Alors que la situation de la population de Gaza s’aggrave et que le sort des otages aux mains du Hamas reste suspendu, l’appel légitime au cessez-le-feu devient de plus en plus insistant. Dans ce contexte, où domine un sentiment d’urgence à la fois humanitaire et politique, se pose en effet la question du degré auquel la riposte d’Israël doit se produire après le crime inouï qui l’a frappé. Bruno Karsenti s’en saisit en posant la question tout aussi cruciale de la position dont doit être capable Israël pour rester fidèle à ce qu’il est.

 

‘Pressentiment complexe’, Kasimir Malevitch, 1932 (c) Wikiart

 

Les jours passant, la situation s’aggrave à Gaza. L’urgence humanitaire est à l’ordre du jour, des civils en nombre croissant meurent sous les bombes, et les combats acharnés se poursuivent dans le nord du territoire, le Hamas détenant toujours la plupart des otages pris le 7 octobre et disposant toujours d’une force de frappe tournée contre l’État juif. Quant à l’opinion mondiale, on l’a vue très clivée au début de la guerre : d’un côté, s’est affirmée une position politique officielle occidentale soutenant globalement Israël dans son droit à se défendre, et de l’autre des positions non occidentales majoritairement résolues, avec des nuances selon les pays, à requalifier les crimes du 7 octobre en réveil de la « résistance palestinienne »,  position bénéficiant en l’occurrence de l’appui des élites savantes occidentales hégémoniques dans le monde universitaire, dont la pointe avancée s’exprime dans les campus américains.

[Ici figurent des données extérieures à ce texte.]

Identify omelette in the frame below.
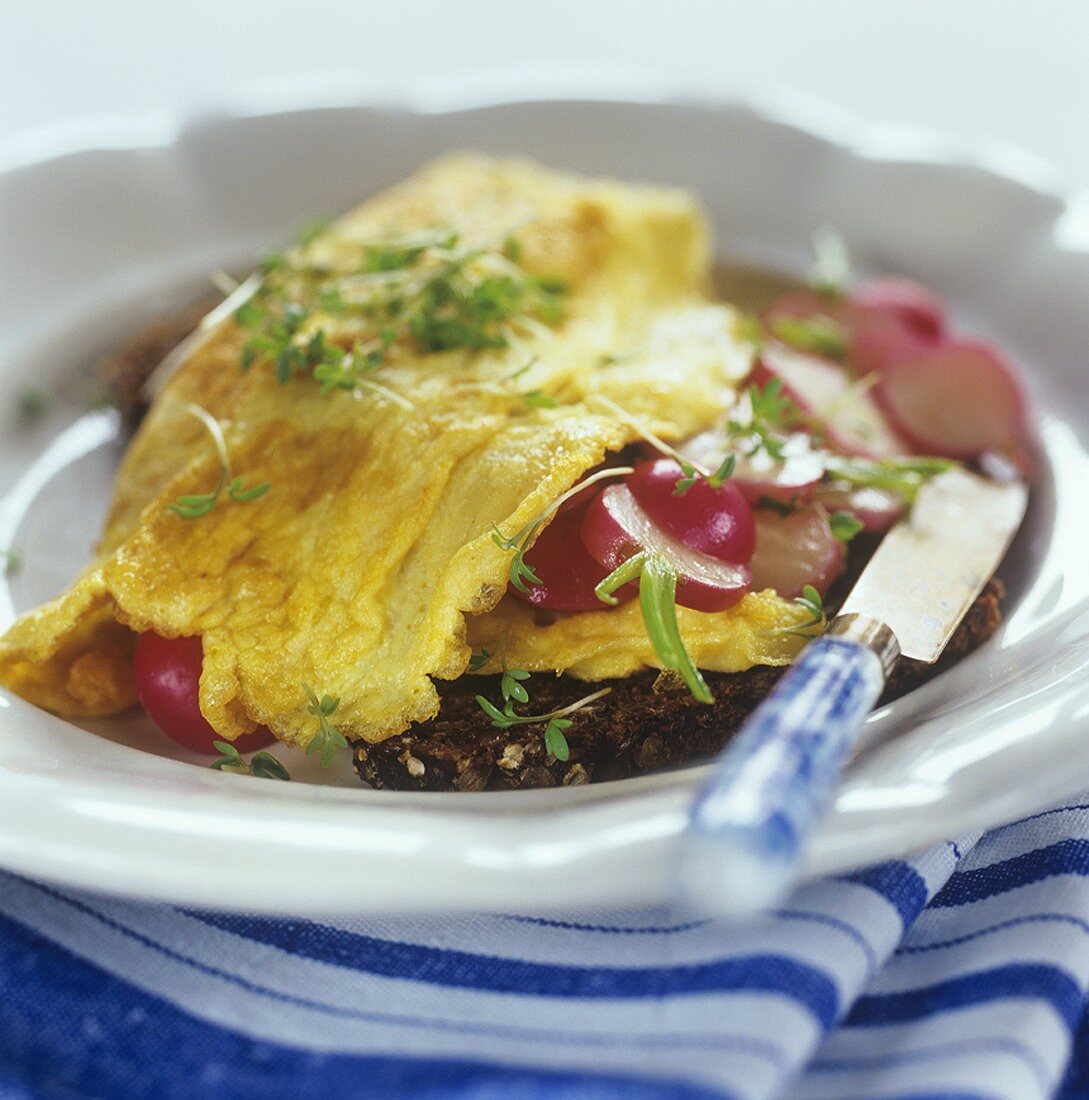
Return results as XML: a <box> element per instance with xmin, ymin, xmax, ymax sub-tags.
<box><xmin>0</xmin><ymin>155</ymin><xmax>809</xmax><ymax>748</ymax></box>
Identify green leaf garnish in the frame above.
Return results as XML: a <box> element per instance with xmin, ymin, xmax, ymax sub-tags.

Puis le clivage, sans s’abolir, s’est atténué. Au vu de la situation à l’intérieur de la bande de Gaza, l’opposition a perdu de son tranchant, l’opinion générale s’acheminant désormais vers une sorte de consensus : l’appel au cessez-le-feu. Sous cet appel viennent se loger, là encore, des intentions contradictoires, allant de la dénonciation d’Israël comme privé de droit dans une guerre qui ne fait qu’exprimer son « essence coloniale », à celle de la considération d’une limite effective atteinte, compte tenu de la situation des otages et de celle de la population civile de Gaza, par la guerre menée par Israël. Néanmoins, dans tous les cas, c’est la cessation des combats que l’on vise. Ce qui implique, pour Israël, le renoncement, provisoire ou définitif selon le sens qu’on donne à la « cessation », à atteindre ce qui est bien son but de guerre : l’anéantissement du mouvement terroriste palestinien qui a commis le 7 octobre un crime d’une nature que le monde juif n’avait pas connue depuis la Seconde Guerre mondiale.

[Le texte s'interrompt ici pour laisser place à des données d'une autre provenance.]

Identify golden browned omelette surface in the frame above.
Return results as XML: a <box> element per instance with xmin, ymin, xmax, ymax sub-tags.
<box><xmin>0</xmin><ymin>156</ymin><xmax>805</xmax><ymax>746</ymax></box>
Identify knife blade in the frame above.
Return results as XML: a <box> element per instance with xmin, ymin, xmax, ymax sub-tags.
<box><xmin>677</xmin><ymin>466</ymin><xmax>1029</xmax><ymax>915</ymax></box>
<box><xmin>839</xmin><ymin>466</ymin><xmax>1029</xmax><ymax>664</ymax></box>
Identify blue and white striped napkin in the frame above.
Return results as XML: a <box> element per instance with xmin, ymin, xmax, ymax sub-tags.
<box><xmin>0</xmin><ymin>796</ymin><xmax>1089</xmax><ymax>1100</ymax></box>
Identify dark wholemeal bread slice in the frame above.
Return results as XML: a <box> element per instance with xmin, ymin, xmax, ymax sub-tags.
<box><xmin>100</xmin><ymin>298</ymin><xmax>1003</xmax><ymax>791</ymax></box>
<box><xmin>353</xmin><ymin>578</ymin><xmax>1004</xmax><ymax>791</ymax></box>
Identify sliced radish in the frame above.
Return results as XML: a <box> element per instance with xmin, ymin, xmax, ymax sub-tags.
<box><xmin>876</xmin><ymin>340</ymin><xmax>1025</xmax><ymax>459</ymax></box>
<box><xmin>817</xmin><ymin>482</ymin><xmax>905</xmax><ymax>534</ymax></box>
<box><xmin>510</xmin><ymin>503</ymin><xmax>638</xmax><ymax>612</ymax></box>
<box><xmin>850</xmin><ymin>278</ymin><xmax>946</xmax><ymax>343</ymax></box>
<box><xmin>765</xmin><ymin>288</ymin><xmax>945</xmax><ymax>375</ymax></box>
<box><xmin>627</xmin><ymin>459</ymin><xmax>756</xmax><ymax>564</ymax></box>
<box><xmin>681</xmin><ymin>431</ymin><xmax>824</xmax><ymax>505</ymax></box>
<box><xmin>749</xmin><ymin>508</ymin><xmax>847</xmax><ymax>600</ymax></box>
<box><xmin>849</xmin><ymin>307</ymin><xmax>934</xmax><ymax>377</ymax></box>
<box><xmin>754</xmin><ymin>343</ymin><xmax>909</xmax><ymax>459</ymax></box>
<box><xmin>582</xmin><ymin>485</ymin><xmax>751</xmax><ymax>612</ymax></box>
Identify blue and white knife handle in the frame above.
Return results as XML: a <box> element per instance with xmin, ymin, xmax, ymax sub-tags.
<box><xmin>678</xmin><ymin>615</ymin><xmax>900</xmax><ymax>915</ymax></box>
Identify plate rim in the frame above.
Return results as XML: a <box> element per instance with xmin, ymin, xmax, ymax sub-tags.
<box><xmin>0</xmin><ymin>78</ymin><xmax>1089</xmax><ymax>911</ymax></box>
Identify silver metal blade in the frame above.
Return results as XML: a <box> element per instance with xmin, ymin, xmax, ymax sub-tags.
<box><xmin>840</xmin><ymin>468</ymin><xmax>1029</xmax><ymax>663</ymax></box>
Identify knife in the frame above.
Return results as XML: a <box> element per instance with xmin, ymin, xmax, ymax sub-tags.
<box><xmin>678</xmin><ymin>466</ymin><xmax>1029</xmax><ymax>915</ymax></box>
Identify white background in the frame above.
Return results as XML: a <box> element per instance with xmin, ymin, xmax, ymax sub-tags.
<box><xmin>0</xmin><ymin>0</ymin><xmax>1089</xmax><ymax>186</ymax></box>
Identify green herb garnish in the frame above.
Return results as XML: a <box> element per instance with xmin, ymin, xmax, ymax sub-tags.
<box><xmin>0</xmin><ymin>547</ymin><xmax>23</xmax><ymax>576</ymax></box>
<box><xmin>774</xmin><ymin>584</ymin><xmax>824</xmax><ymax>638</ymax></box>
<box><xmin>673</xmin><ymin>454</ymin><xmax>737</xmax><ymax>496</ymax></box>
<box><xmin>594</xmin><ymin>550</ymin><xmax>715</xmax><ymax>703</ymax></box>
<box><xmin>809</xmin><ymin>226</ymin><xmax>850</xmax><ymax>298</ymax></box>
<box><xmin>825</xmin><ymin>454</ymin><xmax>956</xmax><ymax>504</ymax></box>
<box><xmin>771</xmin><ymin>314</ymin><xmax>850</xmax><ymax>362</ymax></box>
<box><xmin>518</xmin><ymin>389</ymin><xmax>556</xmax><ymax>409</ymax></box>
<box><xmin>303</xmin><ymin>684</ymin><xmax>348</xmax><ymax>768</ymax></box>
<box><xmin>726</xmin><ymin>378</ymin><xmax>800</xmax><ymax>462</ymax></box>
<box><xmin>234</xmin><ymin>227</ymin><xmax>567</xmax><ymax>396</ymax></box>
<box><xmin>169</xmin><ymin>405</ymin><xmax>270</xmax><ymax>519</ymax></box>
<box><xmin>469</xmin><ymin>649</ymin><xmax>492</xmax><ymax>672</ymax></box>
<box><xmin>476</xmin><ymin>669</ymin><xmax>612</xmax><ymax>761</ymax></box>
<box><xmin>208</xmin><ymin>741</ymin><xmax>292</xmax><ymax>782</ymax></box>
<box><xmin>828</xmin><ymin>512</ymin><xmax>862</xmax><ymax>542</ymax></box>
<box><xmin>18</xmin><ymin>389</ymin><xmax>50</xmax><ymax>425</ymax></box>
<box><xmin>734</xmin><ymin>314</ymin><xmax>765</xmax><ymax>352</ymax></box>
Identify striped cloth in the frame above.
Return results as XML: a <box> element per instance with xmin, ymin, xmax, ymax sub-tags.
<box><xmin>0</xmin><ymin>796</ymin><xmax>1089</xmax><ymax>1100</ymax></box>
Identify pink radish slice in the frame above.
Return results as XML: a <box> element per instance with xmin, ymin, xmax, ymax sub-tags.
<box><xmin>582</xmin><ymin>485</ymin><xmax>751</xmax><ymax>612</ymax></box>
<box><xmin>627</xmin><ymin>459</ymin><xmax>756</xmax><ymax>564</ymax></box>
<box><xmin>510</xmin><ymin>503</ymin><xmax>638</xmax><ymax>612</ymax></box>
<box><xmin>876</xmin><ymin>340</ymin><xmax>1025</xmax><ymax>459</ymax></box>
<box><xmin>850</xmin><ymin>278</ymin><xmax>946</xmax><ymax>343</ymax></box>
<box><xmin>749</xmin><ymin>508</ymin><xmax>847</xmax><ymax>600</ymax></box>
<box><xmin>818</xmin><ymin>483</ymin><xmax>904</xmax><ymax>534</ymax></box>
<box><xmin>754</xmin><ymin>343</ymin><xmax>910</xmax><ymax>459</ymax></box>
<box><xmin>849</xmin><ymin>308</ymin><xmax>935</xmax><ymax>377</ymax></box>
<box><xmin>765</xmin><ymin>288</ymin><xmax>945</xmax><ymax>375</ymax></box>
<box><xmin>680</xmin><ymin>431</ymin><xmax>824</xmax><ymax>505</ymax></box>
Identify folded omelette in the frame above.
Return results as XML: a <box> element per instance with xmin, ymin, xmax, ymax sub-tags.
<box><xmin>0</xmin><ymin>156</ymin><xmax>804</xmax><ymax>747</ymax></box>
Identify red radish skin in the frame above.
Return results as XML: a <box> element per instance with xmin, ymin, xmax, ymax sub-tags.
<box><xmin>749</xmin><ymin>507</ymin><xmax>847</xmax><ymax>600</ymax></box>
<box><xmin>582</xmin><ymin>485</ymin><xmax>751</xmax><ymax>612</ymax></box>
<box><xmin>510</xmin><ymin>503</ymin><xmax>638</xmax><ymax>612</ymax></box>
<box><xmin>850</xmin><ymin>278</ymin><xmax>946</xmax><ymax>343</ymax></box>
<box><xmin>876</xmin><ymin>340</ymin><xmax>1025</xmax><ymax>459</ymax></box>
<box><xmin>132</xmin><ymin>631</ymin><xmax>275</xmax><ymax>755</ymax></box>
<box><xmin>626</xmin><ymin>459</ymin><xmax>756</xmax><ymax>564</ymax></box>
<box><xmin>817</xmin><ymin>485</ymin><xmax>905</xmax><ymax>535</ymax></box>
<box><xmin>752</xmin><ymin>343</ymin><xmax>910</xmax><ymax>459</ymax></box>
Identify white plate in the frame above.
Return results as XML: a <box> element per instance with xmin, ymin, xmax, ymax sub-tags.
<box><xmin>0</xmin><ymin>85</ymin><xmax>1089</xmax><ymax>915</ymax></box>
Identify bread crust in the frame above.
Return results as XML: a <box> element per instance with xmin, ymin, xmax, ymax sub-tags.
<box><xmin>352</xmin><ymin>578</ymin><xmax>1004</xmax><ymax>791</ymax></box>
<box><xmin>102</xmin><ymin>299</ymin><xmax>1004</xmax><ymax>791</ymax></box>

Il y a plus : ce consensus, une partie grandissante du monde juif, en Israël et ailleurs, le rejoint elle aussi peu à peu. Il importe de voir comment l’évolution se produit, une évolution dont nous sommes évidemment nous-mêmes partie prenante.

Du côté juif, il ne s’agit certainement pas de relativiser ce qui s’est produit. Loin de requalifier le massacre du 7 octobre en acte de résistance, il s’agit au contraire de reconnaître pleinement sa motivation antisémite exterminatrice, de la porter au grand jour, et d’exiger sur ce point la conscience de tous, bien fixée sur le sens historique de l’événement : un pogrom accompli en 2023, d’une violence et d’une amplitude inouïes. Conscience que l’on n’obtient, il faut le dire, que très partiellement, même là où compréhension et compassion sont au rendez-vous. Cela étant, à mesure que le temps s’écoule, cette exigence se redouble d’une autre, qui en a toujours été indissociable, mais que le déroulement de la guerre fait forcément ressortir avec plus de netteté. Pour cette partie de l’opinion juive dont nous sommes, il est tout aussi clair que la guerre n’est pas seulement limitée et contenue par le droit de la guerre. Elle l’est aussi par la volonté politique expresse, définitoire d’un État de droit démocratique, de préserver les populations civiles, qu’il s’agisse de la sienne propre – dont font partie les otages – ou de celle de l’autre camp. Et donc, ce qui s’évalue dans la guerre juste que mène en ce moment Israël, c’est le degré auquel sa riposte doit se produire, le point au-delà duquel elle ne peut aller pour que sa justice reste conforme aux réquisits d’un État de droit luttant pour son existence – cet État de droit qu’Israël est effectivement, et que, contrairement à ce que prétendent ses détracteurs, il n’a jamais cessé d’être.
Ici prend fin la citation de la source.